Les employés tiennent à rappeller que les succès de la chaîne sont aussi dûs à la qualité du service qu’ils offrent. Pour être embauché, les candidats doivent répondre à un questionnaire très pointu sur le secteur où ils souhaitent travailler. Libraires, libraires jeunesse et disquaires connaissent bien leur métier. « Mais la direction veut uniformiser tous les magasins, faire comme les McDonalds. Ils se moquent de nos compétences », déplore André Garant, un jeune disquaire qui termine présentement un bac en musique.

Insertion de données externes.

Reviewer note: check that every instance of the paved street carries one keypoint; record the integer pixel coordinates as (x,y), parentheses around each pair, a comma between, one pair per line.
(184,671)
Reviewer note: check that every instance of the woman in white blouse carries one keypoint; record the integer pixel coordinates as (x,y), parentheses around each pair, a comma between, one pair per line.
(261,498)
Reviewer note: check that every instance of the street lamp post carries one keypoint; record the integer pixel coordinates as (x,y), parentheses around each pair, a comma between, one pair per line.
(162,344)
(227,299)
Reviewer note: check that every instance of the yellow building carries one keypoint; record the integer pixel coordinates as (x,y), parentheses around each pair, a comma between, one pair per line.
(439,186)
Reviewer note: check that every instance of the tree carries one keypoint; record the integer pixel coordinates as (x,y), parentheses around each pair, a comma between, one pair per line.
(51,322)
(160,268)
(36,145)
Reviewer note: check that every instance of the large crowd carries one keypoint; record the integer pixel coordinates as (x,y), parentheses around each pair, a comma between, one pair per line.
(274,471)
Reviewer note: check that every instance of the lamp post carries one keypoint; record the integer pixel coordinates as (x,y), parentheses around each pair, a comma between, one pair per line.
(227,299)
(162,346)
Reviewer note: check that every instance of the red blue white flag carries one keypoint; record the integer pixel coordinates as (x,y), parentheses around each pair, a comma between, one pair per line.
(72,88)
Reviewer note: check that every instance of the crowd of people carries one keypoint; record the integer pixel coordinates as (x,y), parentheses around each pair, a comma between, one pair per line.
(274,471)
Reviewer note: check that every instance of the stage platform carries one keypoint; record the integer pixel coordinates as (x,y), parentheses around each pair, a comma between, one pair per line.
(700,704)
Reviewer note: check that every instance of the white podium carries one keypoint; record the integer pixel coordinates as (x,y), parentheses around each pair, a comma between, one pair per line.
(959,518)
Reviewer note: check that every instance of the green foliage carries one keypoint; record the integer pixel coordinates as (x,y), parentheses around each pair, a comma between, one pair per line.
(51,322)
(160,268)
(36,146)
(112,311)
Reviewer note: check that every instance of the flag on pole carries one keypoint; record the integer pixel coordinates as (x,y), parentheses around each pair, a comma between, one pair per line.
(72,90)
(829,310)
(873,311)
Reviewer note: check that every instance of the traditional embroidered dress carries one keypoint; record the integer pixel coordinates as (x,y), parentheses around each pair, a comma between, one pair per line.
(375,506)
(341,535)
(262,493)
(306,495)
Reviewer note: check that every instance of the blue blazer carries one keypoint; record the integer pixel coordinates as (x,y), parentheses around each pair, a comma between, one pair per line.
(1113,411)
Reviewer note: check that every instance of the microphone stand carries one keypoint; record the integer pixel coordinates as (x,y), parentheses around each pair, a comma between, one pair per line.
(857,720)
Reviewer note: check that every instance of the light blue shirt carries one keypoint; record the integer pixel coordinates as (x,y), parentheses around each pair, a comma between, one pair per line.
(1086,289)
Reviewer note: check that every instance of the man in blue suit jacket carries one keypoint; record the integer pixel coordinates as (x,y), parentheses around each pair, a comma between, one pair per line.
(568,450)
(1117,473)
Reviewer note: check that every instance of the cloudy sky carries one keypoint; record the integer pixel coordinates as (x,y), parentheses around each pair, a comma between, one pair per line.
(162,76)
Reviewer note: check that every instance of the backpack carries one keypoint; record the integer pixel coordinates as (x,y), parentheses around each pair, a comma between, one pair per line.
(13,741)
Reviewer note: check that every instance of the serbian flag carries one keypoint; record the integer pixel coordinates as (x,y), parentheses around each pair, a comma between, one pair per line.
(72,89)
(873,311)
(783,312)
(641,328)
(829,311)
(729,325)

« Dans leur tête, tout peut être uniformisé d’un magasin à l’autre, confirme Patrick Rondeau. Chez Renaud-Bray, le seul libraire, c’est Pierre Renaud. Pour eux, la clientèle est la même dans le Village gai qu’à Victoriaville et ils veulent lui vendre les mêmes livres. »

Le président du syndicat affirme que les connaissances des employés sont malheureusement loin d’être au cœur du plan de développement de la chaîne. « Tout le travail de conseil est nié, ils veulent seulement vendre des “ Coups de cœur Renaud-Bray ”. Pourtant, ça ne fonctionnerait pas si les gens nous demandaient des conseils et que nous leur répondions qu’on ne peut pas les aider dans leurs choix. »

Les travailleurs bénéficient quand même de la relation qu’ils ont su bâtir avec la clientèle. Selon les piqueteurs rencontrés par l’aut’journal, 80 % des clients rebroussent chemin lorsqu’ils apprenent que l’entreprise est en lock-out.